Both the ends of a metallic solid cylinder are semi-spherical. Its total height is 19 cm and the diameter of the cylinder is 7 cm. Find the weight of the solid if the weight of \(1 \, \text{cm}^3\) of the metal is \(4.5 \, \text{g}\).

Hint:

When the total height includes two hemispheres, always subtract \(2r\) to get the height of the cylindrical part before finding volume.

Answer 1

Step 1: Write the given data.
Total height of the solid \(H = 19 \, \text{cm}\)
Diameter of the cylinder \(= 7 \, \text{cm} \Rightarrow r = 3.5 \, \text{cm}\)
Weight of \(1 \, \text{cm}^3 = 4.5 \, \text{g}\)
Step 2: The solid consists of a cylinder with two hemispherical ends.
Let the height of the cylindrical part be \(h\).

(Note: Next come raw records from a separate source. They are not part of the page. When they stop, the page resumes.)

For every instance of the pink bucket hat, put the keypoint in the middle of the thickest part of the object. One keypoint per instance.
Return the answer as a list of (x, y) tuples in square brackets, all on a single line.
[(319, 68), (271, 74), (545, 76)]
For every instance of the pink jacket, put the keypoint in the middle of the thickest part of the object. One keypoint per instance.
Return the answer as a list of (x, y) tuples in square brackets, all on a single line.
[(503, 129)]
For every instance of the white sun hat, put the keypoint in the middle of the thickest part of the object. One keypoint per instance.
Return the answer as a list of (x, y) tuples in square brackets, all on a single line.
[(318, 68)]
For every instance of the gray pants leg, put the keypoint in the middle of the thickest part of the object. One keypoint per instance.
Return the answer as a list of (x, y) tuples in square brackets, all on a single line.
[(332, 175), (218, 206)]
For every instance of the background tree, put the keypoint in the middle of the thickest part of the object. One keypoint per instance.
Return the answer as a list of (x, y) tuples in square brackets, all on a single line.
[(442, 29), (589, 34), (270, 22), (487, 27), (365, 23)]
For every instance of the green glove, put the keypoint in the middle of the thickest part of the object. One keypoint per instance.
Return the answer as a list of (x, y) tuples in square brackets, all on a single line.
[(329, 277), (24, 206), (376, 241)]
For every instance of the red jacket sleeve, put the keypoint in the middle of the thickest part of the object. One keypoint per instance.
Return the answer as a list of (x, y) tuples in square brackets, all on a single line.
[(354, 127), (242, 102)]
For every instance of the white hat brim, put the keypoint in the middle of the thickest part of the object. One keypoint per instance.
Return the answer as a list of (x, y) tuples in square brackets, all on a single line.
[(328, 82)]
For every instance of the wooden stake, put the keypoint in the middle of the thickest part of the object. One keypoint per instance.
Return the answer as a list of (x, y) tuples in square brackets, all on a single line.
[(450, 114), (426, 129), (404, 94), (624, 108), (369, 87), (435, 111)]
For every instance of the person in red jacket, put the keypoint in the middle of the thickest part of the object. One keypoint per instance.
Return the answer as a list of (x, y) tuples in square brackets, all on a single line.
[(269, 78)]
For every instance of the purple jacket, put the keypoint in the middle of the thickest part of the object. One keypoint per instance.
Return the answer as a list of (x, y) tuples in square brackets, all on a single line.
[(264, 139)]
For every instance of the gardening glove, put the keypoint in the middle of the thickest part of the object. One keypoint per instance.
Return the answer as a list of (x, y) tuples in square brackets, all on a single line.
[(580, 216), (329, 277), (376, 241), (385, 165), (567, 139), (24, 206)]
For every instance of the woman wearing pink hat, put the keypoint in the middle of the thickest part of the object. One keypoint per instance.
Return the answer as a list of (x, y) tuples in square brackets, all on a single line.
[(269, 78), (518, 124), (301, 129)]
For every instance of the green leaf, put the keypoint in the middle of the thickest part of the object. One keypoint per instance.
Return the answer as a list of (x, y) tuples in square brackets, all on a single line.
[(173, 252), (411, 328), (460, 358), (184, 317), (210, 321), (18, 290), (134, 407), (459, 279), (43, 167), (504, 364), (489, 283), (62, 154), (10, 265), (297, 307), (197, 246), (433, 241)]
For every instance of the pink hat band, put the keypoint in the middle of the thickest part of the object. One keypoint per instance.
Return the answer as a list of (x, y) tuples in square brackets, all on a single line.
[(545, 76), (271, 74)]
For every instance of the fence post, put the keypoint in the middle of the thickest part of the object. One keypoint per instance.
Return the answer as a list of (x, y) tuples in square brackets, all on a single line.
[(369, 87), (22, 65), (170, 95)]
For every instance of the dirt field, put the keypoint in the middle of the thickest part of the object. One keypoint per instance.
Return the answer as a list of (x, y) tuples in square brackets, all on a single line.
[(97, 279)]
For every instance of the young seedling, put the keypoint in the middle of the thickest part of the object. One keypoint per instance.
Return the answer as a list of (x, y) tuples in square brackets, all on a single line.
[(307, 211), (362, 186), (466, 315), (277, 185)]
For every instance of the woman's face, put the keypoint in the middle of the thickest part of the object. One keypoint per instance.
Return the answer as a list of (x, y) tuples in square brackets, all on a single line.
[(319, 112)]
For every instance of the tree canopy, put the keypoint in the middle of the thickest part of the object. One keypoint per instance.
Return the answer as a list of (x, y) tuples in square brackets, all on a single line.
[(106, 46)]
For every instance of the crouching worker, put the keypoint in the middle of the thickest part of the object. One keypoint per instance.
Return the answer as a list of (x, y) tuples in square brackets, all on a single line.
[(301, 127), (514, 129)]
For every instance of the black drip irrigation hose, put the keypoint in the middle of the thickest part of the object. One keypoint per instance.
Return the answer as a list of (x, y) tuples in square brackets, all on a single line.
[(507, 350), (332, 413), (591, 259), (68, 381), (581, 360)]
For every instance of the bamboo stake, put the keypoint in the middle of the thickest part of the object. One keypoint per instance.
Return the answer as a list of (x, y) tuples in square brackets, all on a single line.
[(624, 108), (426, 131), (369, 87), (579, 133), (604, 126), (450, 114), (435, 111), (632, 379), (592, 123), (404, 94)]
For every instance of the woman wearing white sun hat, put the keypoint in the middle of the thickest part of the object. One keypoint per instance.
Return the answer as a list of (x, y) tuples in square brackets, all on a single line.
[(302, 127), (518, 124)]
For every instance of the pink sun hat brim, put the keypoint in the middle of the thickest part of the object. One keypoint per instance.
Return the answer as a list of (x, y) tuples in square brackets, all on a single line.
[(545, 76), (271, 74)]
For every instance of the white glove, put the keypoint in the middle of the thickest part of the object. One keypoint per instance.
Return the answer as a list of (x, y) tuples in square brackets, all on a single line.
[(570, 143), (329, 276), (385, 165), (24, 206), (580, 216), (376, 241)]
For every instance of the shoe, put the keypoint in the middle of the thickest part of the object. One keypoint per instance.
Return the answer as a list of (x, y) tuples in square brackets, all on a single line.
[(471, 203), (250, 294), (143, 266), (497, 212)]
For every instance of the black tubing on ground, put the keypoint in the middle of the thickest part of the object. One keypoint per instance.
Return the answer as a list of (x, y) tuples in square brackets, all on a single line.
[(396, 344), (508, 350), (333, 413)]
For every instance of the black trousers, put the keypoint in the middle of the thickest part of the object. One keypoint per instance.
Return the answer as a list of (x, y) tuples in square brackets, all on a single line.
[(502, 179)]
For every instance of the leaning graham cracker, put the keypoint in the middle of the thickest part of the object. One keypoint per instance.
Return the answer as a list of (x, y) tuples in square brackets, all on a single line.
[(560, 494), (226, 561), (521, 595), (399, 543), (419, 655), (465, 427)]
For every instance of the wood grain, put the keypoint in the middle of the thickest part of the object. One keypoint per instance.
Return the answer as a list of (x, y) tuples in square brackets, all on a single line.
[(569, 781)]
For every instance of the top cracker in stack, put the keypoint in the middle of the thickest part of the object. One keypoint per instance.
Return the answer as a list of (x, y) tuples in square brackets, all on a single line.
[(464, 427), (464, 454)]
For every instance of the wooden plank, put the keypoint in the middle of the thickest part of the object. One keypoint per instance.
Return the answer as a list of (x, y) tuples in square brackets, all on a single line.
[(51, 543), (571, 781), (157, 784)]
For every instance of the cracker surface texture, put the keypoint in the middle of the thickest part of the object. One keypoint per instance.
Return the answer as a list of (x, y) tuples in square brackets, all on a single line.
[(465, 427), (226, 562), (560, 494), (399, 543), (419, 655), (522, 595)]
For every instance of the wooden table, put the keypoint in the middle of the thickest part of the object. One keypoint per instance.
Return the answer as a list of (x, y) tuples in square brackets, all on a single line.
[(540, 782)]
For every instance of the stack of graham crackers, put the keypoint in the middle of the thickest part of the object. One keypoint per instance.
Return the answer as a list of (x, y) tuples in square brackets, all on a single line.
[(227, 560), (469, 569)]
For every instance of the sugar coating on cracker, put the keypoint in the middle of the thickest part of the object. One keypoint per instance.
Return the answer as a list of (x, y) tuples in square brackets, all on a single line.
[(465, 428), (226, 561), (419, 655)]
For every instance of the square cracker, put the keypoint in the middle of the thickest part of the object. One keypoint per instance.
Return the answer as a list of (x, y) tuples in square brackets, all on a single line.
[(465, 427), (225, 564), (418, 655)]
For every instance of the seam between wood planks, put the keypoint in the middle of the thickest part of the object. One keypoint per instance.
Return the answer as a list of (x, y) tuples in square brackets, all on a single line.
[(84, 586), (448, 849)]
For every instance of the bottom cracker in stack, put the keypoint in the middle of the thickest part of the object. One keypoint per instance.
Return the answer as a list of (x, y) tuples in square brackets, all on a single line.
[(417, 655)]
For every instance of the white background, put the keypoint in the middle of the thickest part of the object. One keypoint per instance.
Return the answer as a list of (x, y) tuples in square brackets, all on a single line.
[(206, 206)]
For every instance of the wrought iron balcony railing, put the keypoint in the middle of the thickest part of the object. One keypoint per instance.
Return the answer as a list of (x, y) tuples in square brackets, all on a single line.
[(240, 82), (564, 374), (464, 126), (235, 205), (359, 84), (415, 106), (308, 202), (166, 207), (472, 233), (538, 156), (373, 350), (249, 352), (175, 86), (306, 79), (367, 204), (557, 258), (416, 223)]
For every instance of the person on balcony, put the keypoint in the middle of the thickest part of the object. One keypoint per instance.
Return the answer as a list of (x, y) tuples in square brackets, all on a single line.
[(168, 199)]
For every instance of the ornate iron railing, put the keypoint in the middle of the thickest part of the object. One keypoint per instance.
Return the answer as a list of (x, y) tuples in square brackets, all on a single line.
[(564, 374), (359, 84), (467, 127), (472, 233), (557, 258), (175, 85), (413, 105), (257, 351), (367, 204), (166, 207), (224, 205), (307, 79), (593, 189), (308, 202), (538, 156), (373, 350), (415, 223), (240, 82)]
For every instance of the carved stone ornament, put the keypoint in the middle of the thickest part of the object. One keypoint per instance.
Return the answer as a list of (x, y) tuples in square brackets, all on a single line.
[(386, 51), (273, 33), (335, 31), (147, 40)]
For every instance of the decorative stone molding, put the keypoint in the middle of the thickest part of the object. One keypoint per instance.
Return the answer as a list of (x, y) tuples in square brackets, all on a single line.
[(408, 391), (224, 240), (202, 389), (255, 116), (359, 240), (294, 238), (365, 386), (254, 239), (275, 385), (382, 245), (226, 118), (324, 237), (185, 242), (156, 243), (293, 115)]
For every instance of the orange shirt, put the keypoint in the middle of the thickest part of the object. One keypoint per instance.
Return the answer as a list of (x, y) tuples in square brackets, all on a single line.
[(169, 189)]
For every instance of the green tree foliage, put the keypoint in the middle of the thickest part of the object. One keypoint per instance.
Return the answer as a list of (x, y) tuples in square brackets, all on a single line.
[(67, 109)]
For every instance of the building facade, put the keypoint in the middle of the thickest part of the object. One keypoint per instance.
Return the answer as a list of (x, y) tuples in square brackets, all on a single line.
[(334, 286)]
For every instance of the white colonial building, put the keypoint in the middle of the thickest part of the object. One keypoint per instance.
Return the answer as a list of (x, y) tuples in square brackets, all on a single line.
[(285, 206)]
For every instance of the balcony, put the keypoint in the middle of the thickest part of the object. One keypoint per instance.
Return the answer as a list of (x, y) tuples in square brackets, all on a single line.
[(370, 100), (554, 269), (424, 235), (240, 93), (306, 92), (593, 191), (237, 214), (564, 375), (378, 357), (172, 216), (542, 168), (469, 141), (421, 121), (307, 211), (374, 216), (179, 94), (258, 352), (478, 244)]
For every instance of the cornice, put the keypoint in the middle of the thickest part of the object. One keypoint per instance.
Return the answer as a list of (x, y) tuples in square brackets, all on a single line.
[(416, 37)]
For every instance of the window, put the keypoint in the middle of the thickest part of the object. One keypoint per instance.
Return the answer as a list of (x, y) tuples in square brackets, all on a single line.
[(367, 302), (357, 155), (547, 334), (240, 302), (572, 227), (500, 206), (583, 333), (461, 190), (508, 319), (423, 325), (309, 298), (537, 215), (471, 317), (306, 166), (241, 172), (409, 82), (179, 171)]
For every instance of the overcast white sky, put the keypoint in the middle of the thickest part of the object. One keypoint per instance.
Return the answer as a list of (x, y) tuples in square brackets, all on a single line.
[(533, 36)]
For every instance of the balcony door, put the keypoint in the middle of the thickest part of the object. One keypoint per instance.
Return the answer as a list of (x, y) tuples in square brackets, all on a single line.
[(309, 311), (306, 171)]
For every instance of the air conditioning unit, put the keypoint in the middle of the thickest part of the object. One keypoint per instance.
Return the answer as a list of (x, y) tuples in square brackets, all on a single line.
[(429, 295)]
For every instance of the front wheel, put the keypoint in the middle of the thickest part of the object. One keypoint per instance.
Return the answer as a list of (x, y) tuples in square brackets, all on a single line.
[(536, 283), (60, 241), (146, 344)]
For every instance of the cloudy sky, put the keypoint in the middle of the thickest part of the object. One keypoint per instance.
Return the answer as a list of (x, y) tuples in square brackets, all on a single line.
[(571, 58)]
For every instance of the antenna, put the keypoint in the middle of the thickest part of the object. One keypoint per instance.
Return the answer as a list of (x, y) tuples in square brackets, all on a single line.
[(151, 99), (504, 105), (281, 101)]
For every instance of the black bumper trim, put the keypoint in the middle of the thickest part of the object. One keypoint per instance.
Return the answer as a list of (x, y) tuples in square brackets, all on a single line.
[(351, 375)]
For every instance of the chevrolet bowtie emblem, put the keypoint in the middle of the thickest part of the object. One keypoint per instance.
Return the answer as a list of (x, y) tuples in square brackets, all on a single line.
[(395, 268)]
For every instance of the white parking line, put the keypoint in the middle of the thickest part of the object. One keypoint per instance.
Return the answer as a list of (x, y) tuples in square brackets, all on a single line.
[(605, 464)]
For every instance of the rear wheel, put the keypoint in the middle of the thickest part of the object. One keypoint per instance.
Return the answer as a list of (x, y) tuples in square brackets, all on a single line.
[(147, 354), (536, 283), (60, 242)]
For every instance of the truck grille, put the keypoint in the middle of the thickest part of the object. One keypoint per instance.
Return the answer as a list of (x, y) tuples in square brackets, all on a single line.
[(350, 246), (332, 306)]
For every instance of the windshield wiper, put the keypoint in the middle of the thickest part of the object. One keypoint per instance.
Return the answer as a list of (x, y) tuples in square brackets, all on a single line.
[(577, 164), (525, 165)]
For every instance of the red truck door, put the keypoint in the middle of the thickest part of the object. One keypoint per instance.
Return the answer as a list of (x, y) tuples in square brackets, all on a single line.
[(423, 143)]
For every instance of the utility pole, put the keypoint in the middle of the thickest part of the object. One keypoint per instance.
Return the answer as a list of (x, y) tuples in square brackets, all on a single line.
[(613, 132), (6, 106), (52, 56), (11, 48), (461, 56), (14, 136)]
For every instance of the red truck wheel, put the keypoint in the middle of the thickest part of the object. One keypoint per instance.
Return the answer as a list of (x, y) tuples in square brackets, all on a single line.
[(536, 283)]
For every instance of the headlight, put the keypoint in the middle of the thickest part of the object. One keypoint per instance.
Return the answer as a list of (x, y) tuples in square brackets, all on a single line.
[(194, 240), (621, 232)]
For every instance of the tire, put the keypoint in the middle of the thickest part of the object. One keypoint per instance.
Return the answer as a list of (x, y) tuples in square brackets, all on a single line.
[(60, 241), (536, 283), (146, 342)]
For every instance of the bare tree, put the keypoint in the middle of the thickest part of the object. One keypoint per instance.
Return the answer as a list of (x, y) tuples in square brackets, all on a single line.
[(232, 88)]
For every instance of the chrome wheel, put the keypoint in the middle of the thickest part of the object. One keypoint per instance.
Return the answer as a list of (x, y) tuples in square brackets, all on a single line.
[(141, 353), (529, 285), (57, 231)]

Since both ends are hemispheres of radius \(r\), \[ H = h + 2r \] \[ 19 = h + 7 \Rightarrow h = 12 \, \text{cm} \]
Step 3: Write the volume of the solid.
\[ \text{Volume of solid} = \text{Volume of cylinder} + \text{Volume of two hemispheres} \] \[ V = \pi r^2 h + \frac{4}{3}\pi r^3 \]
Step 4: Substitute the values.
\[ V = \pi (3.5)^2 (12) + \frac{4}{3}\pi (3.5)^3 \] \[ V = \pi [147 + \frac{4}{3}(42.875)] = \pi [147 + 57.17] = \pi (204.17) \] \[ V = 3.14 \times 204.17 = 640.9 \, \text{cm}^3 \]
Step 5: Find the weight.
\[ \text{Weight} = \text{Volume} \times \text{Weight per cm}^3 \] \[ = 640.9 \times 4.5 = 2884.05 \, \text{g} \] Step 6: Conclusion.
Hence, the weight of the solid metallic cylinder is \(\boxed{2884.05 \, \text{g} \, \text{or} \, 2.884 \, \text{kg}}\).